Lisa is a first grade teacher who has taken my early literacy program to the east coast. Read on to find out how she brings Teacher’s Creatures Phonics Puppets to life in her classroom and uses them to engage her students. Thank you, Lisa, for choosing Monaco Lane curriculum, and for taking the time to write about it.
Teacher’s Creatures: First Grade Style by Lisa Cavanaugh
I’ve had trouble deciding what to write because I have SO much to share about this wonderful program. I am a First Grade teacher at Hampden Elementary/Middle School #55 in Baltimore, Maryland. Our school has a phonics program I may use (but I am not required). My students, having come from this program in kindergarten, were scheduled to receive instruction on all of the consonants and short vowel sounds as a review. I was thrilled that this allowed me to use Teacher’s Creatures and the Monaco Method from the very start.
Something that has evolved throughout the school year is the way I include and speak about the puppets in my every day instruction. The students love it; their eyes light up, they are more engaged and it helps reinforce the skills we learn during the very quick pace of our phonics instruction.
For example, I may pretend there’s a little bit of friendly competition between the short and long vowels. When I introduced Aimee the Ape, I said “Aimee is so excited to meet you today. I overheard her say ‘Look out, Antoinette! There’s a new A in town!’ But Antoinette was quick to point out we still had a classroom with plants and maps and a lamp, so she’s not sad at all!” (throughout I emphasized all of the short a sounds).

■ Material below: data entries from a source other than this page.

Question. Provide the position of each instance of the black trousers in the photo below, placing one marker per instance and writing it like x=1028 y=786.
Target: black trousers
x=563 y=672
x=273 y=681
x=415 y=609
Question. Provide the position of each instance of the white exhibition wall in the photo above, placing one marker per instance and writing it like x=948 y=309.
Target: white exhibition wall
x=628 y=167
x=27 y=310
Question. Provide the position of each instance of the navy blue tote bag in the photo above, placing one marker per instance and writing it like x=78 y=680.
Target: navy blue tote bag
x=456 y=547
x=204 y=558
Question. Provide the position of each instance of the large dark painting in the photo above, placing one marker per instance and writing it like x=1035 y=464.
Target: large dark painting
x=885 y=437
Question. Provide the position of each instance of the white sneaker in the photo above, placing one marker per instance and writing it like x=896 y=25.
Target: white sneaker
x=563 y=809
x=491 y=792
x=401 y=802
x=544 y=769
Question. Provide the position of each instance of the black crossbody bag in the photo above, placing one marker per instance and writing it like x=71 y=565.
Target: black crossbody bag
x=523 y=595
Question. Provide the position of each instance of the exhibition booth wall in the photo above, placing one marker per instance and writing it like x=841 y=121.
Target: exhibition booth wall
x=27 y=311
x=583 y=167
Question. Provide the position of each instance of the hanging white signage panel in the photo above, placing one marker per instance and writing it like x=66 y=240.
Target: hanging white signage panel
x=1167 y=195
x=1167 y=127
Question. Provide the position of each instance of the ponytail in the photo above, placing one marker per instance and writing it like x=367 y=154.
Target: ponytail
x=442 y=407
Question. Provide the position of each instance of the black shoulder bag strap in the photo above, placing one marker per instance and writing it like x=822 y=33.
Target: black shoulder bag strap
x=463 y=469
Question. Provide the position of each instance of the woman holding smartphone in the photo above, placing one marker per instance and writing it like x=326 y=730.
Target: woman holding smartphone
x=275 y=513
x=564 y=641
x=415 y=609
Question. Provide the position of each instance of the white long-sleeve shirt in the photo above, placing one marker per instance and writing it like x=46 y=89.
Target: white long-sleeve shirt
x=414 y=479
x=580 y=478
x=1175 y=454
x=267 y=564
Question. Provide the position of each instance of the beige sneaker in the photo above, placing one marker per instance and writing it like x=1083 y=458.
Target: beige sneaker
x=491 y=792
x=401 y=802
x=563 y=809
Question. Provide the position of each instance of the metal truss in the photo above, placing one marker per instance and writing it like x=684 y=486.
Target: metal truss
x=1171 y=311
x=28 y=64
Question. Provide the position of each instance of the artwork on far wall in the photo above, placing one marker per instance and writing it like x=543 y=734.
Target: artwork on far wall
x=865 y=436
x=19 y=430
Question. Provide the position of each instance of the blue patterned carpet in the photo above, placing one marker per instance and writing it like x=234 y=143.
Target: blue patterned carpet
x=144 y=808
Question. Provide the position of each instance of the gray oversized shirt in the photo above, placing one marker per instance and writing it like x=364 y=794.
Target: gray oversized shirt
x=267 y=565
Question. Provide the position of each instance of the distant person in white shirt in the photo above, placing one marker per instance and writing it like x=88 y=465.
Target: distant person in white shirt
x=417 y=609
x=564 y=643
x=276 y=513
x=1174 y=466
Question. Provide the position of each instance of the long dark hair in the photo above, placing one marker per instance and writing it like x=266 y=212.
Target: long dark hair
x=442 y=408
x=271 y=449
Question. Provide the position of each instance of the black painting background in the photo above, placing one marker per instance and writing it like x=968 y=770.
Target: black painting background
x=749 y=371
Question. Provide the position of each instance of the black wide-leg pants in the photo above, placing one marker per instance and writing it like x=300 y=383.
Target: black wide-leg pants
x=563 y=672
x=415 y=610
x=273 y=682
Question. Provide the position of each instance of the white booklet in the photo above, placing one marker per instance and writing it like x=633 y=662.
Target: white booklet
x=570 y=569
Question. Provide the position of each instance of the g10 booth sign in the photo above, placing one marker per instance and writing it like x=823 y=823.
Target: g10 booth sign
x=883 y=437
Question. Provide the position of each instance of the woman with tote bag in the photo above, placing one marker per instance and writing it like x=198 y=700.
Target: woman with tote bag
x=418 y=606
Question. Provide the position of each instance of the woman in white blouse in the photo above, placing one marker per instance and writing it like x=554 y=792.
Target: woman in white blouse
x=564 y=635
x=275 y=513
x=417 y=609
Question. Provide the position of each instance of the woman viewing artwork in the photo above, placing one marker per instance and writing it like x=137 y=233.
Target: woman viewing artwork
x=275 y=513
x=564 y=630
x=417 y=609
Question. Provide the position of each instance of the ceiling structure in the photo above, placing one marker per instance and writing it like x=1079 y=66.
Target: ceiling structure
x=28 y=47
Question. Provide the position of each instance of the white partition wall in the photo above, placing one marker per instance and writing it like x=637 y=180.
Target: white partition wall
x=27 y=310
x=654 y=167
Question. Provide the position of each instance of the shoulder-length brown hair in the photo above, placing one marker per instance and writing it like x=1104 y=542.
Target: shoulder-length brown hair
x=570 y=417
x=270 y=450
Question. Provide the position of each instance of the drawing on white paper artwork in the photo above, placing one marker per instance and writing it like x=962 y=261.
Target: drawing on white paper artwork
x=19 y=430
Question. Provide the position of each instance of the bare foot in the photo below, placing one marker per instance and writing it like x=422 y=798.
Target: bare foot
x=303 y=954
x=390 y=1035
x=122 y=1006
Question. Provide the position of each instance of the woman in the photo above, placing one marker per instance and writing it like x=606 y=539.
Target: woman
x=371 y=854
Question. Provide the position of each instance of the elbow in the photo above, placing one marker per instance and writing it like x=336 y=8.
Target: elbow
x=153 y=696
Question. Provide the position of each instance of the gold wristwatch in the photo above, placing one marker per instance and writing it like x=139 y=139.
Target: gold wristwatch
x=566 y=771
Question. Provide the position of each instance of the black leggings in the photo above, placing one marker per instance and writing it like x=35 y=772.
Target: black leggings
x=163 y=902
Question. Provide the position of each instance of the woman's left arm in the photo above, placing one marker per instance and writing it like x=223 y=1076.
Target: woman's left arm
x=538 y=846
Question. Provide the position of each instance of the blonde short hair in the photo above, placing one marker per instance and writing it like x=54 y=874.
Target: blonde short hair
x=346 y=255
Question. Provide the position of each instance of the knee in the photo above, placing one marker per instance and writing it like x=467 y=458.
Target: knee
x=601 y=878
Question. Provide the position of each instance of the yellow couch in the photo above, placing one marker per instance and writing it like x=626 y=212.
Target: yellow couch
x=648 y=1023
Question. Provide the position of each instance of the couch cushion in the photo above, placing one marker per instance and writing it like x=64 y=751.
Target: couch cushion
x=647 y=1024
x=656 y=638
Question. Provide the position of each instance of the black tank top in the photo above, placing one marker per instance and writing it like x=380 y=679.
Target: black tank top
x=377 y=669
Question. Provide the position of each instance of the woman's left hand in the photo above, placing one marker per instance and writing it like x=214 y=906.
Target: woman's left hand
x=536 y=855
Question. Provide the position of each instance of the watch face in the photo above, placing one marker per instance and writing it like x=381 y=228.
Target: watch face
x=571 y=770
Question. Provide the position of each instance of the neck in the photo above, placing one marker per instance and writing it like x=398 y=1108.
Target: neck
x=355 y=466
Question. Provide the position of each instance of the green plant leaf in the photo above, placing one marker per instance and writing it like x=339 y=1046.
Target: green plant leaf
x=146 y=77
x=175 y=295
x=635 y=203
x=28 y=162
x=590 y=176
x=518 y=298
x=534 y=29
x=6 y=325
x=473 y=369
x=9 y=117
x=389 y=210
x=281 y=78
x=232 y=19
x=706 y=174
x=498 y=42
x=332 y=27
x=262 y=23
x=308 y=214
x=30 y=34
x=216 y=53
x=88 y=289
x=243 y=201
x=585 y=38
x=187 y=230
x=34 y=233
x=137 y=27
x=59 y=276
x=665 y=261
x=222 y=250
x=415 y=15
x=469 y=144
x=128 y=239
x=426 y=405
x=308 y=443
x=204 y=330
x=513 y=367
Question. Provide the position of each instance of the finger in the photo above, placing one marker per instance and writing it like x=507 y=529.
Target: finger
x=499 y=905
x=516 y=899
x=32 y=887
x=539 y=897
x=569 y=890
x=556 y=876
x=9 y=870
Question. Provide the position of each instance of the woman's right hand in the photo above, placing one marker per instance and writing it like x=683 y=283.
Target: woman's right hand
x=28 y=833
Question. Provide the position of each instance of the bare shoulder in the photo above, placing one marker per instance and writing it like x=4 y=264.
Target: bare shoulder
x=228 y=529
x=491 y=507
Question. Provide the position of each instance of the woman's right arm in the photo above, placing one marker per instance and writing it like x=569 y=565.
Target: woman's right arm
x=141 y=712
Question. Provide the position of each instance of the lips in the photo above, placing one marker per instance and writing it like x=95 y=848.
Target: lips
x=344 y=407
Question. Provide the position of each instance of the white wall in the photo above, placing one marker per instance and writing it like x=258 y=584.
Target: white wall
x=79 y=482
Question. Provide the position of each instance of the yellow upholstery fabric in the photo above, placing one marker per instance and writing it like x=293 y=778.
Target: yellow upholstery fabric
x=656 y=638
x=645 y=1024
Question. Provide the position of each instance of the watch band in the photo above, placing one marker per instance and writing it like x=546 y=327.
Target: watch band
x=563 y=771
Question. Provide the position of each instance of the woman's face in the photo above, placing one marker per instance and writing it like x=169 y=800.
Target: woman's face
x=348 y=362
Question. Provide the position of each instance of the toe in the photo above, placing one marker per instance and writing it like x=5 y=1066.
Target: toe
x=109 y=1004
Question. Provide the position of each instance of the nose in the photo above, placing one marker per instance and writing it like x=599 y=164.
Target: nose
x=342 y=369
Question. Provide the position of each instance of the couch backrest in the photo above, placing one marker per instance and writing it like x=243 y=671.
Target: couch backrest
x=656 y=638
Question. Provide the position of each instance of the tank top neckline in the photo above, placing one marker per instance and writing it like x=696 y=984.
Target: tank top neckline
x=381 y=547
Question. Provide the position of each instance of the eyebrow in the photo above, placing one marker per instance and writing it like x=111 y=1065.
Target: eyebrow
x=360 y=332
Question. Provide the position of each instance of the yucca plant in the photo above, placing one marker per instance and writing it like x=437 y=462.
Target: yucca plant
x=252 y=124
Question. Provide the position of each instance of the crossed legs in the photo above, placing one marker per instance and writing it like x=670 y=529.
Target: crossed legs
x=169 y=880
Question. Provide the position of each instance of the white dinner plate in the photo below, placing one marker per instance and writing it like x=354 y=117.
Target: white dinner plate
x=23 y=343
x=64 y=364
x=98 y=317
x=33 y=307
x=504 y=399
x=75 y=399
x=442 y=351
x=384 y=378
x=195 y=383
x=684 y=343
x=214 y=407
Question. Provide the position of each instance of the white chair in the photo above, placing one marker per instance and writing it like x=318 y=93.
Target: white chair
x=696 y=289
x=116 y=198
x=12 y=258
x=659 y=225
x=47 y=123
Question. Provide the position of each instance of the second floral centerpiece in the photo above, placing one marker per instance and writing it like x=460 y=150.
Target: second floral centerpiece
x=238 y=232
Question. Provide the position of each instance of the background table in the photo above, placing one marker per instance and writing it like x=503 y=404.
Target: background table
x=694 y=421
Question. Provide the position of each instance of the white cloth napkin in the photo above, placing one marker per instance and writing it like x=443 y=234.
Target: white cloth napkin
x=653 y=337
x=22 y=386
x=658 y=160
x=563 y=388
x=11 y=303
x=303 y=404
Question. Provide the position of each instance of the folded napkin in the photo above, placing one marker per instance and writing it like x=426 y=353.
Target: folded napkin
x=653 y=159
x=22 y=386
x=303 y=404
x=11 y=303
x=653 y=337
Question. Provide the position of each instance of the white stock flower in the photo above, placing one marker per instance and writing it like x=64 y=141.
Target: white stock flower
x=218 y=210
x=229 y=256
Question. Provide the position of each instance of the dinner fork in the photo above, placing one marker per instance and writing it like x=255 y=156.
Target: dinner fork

When I introduced and explained the silent e “telling the vowel to say its name,” I said “Look at Evelyn up there, thinking she’s hot stuff! She gets to be in the word and doesn’t have to say anything at all. She just gets to tell the vowel what to do…”
Even when I am not in the middle of phonics instruction, the puppets are part of our classroom culture. I may introduce a vocabulary word for a read aloud: porch for example. And I’ll say “Charley is sooo happy I chose this word!”
The way I see it, those who need it get constant reinforcement and those who don’t are entertained by my silly stories about puppets talking to the students and each other.